Fibromyalgia is a complex “autoimmune” disease, describing widespread muscle and skeletal pain, fatigue, cognitive disorders, and “somatic” symptoms (headache, dizziness, gastrointestinal disorders, bladder, sleep disturbances, fatigue, anxiety, and brain-fog). Fibromyalgia patients have increased oxidative stress and neurogenic inflammation (inflammation arising in nervous tissue). Their microglia overproduce TNF-alpha, cytokines, and other chemical substances that trigger pain. They have an altered microbiome, which negatively impacts the gut-brain pain connection, and induces an overreaction to mild sensory stimulus. Fibromyalgia is more common in women; and is likely underdiagnosed in men, with arthritic symptoms.

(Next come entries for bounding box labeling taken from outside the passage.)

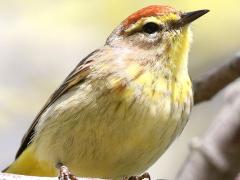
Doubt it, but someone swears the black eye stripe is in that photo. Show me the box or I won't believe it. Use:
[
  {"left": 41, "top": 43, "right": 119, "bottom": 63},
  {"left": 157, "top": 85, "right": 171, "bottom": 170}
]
[{"left": 142, "top": 22, "right": 162, "bottom": 34}]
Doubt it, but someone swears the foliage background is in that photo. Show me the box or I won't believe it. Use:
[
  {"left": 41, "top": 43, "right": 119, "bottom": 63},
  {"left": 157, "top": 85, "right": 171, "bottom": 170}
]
[{"left": 0, "top": 0, "right": 240, "bottom": 179}]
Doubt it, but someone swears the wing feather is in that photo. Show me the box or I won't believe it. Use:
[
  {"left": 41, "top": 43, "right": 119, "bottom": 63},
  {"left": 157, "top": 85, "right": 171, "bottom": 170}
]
[{"left": 15, "top": 50, "right": 99, "bottom": 159}]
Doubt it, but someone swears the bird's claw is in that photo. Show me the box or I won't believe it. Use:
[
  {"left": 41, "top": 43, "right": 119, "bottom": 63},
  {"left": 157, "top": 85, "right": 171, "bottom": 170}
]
[
  {"left": 128, "top": 173, "right": 151, "bottom": 180},
  {"left": 58, "top": 166, "right": 77, "bottom": 180}
]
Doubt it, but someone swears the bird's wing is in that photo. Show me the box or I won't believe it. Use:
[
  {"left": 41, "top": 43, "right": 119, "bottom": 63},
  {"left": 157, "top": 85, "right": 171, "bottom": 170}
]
[{"left": 15, "top": 50, "right": 99, "bottom": 159}]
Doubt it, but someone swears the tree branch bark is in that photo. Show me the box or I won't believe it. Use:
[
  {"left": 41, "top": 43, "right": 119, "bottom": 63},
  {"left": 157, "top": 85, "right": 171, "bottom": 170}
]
[
  {"left": 176, "top": 82, "right": 240, "bottom": 180},
  {"left": 193, "top": 53, "right": 240, "bottom": 104},
  {"left": 0, "top": 54, "right": 240, "bottom": 180}
]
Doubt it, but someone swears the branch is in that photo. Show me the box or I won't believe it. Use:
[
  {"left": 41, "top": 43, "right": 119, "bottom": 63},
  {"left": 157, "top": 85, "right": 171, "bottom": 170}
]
[
  {"left": 176, "top": 82, "right": 240, "bottom": 180},
  {"left": 193, "top": 53, "right": 240, "bottom": 104},
  {"left": 0, "top": 54, "right": 240, "bottom": 180},
  {"left": 0, "top": 173, "right": 104, "bottom": 180}
]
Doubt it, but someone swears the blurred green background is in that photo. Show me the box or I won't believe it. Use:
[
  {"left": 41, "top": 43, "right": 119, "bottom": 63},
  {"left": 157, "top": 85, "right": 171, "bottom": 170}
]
[{"left": 0, "top": 0, "right": 240, "bottom": 179}]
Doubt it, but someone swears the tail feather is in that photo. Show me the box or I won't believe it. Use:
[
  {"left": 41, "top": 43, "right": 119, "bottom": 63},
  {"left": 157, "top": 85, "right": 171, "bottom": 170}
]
[{"left": 3, "top": 145, "right": 57, "bottom": 176}]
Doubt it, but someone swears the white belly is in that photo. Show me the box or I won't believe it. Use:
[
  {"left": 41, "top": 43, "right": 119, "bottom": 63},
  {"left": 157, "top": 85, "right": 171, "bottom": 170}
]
[{"left": 34, "top": 83, "right": 190, "bottom": 178}]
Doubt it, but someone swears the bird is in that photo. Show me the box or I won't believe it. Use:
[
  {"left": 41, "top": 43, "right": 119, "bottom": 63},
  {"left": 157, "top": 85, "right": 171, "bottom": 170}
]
[{"left": 3, "top": 5, "right": 209, "bottom": 179}]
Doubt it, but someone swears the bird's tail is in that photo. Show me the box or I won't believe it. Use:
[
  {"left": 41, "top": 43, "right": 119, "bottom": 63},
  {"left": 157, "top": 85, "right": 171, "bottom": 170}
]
[{"left": 2, "top": 145, "right": 57, "bottom": 176}]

Microglia are the macrophages of the central nervous system—the first and main immune defense, in the spine, brain, and peripheral nerves. Immortal intracellular pathogens infect the microglia and become a Trojan horse in the nervous system, spreading the pathogen, damaging cell function, consuming the energy of the cell, reducing the ability of the cell to bring oxygen across the cell wall; and signaling the release of TNF-alpha, cytokines, and other markers of inflammation and pain.

Fibromyalgia and related “somatic” symptoms are caused by chronic infection with immortal intracellular pathogens. Chlamydia species infect the microglia and set off a cascade of pain and inflammation, an autoimmune reaction within the nervous system, and cause symptoms and findings in fibromyalgia.